Brits ahead of U.S. in UFO secret document disclosure

By Hal McKenzie  

Imagine: A former member of the U.S. Joint Chiefs of Staff, say Colin Powell, publicly pressures the government to come clean about UFOs. Imagine further that the U.S. Defense Department releases hundreds of pages of documents revealing the truth about the legendary Roswell saucer crash in 1947.  

A UFOlogist’s pipe dream? In America, it certainly is. In Great Britain, however, it has already come to pass.  

Lord Peter Hill-Norton, retired chief of the Admiralty, equivalent to a member of the U.S. Joint Chiefs, has been publicly agitating for an end to official government UFO secrecy for years. And in December 2002 the British Ministry of Defense released a file on the 1980 Rendlesham Forest incident, dubbed the British Roswell, made up of 180 pages of previously classified memos, letters, reports and correspondence. The U.S. government still refuses to release its own files on Rendlesham, much less Roswell.  

There are many parallels between Great Britain and the United States in UFOlogy. Both countries have their crash retrieval stories, as British UFO writer Nicholas Redfern indicated at November 2003’s Crash Retrieval Conference in Las Vegas. Redfern is author of the book Cosmic Crashes investigating crash retrieval reports in Great Britain from 1940 to 1990.  

England has its own “Area 51” where crashed saucers and alien bodies are alleged to be held. It is called Rudloe Manor, a huge underground complex in the English countryside that was originally built as an underground factory and storage facility during World War II.  

Another British Author, Timothy Good, who wrote the classic UFO tome Above Top Secret and many other books, will be making his influence felt on this side of the Atlantic at the “X-Conference : First Annual Exopolitics Expo,” to be held April 16-18, 2004 in the Hilton Washington in DC North/Gaithersburg. That event promises to “bring together in the Washington area the most powerful group of speakers ever assembled to focus on the governmental, political and media aspects of 50+ years of extraterrestrial related phenomena and state sponsored deception, disinformation and denial. And to make things more interesting, it will hold this conference in the middle of the 2004 presidential primary season,” according to Paradigm Research Group, the event’s sponsor.  

Britain’s UFO history was outlined in the British TV show Timewatch recently, which was reviewed in the January 3 Edinburgh News. Prominent British believers include Prince Philip (who used his equerry, Peter Horsley, as his unofficial UFO investigator), and Lord Mountbatten. The program tracked down eyewitnesses to Britain’s most famous UFO cases and reveals the incredible story of an encounter in 1955 between Horsley and a mysterious “alien” called Mr Janus.  

The first flying saucer to be seen recorded in the UK was in 1947, the same year that American Kenneth Arnold saw the flying saucers that began the UFO era. Mrs. Marjorie Hyde – wife of the Vicar of Deal in Kent – reported the sighting on June 30 that year.  

In 1950, Clement Attlee’s government established its own X-files in the bizarre Flying Saucer Working Party, which closed in 2000 when the Government disbanded its UFO intelligence unit.
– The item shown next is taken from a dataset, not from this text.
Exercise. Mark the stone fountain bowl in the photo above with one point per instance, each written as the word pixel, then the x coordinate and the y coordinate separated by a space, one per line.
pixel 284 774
The first Parliamentary Question about flying saucers was raised in the House of Commons in 1953. Winston Churchill was so alarmed by the issue that he sent a memo which read, “What does all this stuff about flying saucers amount to? What can it mean? What is the truth? Let me have a report at your convenience.”  

A year later, in 1954, Lord Dowding, Commander in Chief of the RAF during the Battle of Britain, wrote an article in The Sunday Dispatch entitled “I Believe In Flying Saucers”.  

In 1957, Cynthia Appleton from Aston in Birmingham reported that she was visited by aliens who told her that her baby would be born a “space baby” and become a world leader. Her son Matthew so far remains anonymous.  

Guitarist Keith Richards of The Rolling Stones was so paranoid about UFOs that he had a UFO detector installed at his house which would supposedly sound an alarm if a UFO passed over his property. And in 1978, after the release of the blockbuster film Close Encounters Of The Third Kind, 750 UFO sightings were reported to the Ministry of Defence. From 1959 to the present, the UK Ministry of Defence estimates it has recorded an incredible 10,556 UFO sightings in Great Britain.  

Hal McKenzie (1948-2010) was the first editor of CosmicTribune.com.